Он невидящими глазами посмотрел в ее сторону.

— Конечно, дома поговорим, — сказал и скрылся в пасти чудовища, в просторечии именуемой подземкой.

— Какие уж сигареты им, — старушка обернулась к стоявшей рядом товарке. — С утра уже нанюханные. Наркоманы несчастные.

— И не говорите. Разбаловался народ.

* * *

— Боже мой, уже половина первого! Ну и соней же ты Соня стала. Позор! — Молодая женщина, посмотрев на часы, потянулась от души, сразу же став похожей на кошечку. Та так же урчит от удовольствия, потягиваясь после сытного завтрака. — Жизнь прекрасна. Мир чудесен. Я обворожительна и великолепна. Сегодня сбудется все, что я захочу. Удача любит меня. Зазвонил телефон.

— У телефона…

— Мы все дрыхнем?

— Вот и нет. Настраиваюсь на предстоящий день.

— Это как?

— Надо проснуться и сказать, что жизнь чудесна, а у тебя сегодня будет прекрасный день.

— Кому сказать?

— Да ну тебя, дядя. Между прочим, этот настрой здорово помогает.

— Ну-ну. Значит, говоришь, жизнь чудесна?

— Чудесна, Смок. — Соня знала, что ее дяде приятно, когда она называет его именем любимого им героя Джека Лондона, но сейчас это имя вырвалось у нее непроизвольно. — Слушай, я тебя больше месяца не видела. У меня есть предложение: давай как в старые добрые времена — часиков в восемь махнем в «Аркадию», а? Рябчики жареные, фаршированные грибами… Сказка. Выбор вин за тобой. Ну что, договорились?

— У меня другое предложение, Софья Николаевна. Я сейчас на Кузнецком. Значит, у тебя буду через десять минут.

— Смок, постой. В час ко мне художник один прийти должен, затем я в Милан звонить хотела, по поводу…

— Милан подождет, художник — тем более.
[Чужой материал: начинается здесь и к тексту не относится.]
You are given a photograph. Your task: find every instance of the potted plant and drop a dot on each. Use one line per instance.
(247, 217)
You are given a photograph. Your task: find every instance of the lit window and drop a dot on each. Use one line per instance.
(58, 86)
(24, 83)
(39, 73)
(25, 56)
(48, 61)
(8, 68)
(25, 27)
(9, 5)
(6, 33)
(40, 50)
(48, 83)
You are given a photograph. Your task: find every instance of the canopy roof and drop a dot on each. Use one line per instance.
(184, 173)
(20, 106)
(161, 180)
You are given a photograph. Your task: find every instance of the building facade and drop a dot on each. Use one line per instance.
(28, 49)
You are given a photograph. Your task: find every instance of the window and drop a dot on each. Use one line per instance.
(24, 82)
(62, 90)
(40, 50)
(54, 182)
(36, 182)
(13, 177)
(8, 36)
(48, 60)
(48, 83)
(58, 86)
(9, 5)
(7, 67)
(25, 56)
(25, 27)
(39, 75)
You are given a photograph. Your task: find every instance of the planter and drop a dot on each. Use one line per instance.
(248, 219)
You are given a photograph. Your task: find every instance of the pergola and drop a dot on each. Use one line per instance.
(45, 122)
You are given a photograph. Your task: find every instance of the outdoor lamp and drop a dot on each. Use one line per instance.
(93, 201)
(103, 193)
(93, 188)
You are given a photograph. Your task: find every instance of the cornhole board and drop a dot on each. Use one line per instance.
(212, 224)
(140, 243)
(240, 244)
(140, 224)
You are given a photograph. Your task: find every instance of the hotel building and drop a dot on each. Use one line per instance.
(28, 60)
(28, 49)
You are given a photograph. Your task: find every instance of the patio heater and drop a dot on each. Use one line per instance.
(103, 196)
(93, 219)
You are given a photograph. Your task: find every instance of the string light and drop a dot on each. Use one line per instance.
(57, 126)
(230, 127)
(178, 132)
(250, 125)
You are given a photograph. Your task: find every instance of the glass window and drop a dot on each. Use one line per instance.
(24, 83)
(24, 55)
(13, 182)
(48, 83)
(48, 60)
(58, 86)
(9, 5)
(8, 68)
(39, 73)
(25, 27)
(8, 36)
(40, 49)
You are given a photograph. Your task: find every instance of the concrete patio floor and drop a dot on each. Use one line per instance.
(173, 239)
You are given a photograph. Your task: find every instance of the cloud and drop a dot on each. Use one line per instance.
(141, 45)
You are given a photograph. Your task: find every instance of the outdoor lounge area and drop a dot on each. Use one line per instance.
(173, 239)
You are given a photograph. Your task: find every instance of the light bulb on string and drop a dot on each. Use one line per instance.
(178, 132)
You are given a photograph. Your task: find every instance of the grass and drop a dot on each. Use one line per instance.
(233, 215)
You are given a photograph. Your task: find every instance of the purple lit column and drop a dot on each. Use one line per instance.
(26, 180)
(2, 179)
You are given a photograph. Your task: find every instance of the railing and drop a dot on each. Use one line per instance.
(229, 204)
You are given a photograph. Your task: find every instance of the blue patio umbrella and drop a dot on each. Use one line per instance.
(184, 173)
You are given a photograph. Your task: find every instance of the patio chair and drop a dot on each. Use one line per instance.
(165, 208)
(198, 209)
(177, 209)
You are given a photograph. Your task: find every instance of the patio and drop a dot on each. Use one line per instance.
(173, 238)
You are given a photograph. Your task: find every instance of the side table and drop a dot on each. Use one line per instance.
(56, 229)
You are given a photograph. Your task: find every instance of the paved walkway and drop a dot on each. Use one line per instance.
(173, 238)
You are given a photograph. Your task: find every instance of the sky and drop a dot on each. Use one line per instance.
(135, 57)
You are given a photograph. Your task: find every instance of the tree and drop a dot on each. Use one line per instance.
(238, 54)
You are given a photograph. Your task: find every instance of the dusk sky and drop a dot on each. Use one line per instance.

Разговор у нас будет, Сонюшка.

— Что-то серьезное?

— Да что в этой жизни может быть серьезного? Все прекрасно и чудесно, но поговорить нам, племяшка, надо.

— Хорошо, я жду.

Глава вторая

— Ответь мне, Софья. Дядя стоял и смотрел в окно. Девушка сидела в кресле и пила кофе из своей любимой чашки. Это был для нее святой обряд: кофе по-турецки, любимая чашка. Дядя от кофе отказался, сказал, что давление стало подскакивать. Молчал он долго и вот неожиданно заговорил. Софья даже вздрогнула.

— С тех пор, как ты институт закончила… нет, даже раньше, с тех пор, как ты после смерти своего отца ко мне переехала жить, я в чем-нибудь упрекнул тебя? Я даже с советами к тебе реже лезть старался.

— Не пойму, я что-то плохое сделала?

— Не перебивай, пожалуйста, — Владимир Николаевич Воронов повысил голос и наконец-то повернулся к девушке лицом.

«Видимо, что-то серьезное» — Софья знала, что если дядя повышает голос, что случается редко вообще, а на нее он никогда его не повышал, — лучше сидеть, молчать и слушать.

— Я знал, что ты у меня умница. Не скрою, порой мне начинало казаться, что ты не Николая, а моя кровная дочь… Да ты сама знаешь, — голос Воронова стал мягче, — кроме тебя у меня никого нет. Все, что у меня есть, — все останется тебе… Сейчас мы вроде бы разъехались, а я, уж ты прости, продолжаю постоянно думать, как ты. Не скрою, получаю кое-какую информацию о тебе. Знаю, что много души своей галерее отдаешь, что дела неплохо идут. Это хорошо, но это, согласись, и не подвиг. Мы, Вороновы, всегда так жили. Нас в Старгороде работягами всегда называли. Твой дед с войны без руки вернулся. Так вот, он себе и избу справил — один, без помощников — мы с твоим отцом еще малолетними были. И землю он одной рукой пахал, и какой сад вырастил! Соня смотрела на Владимира Николаевича — и ничего не понимала. Но огорчало ее не только это. Она могла дать себе голову на отсечение, что за тот месяц, что они не виделись, дядя в чем-то неуловимо изменился. Более нервными стали движения, а слова… Море слов, целая речь. Раньше он одной фразой мог объяснить суть проблемы.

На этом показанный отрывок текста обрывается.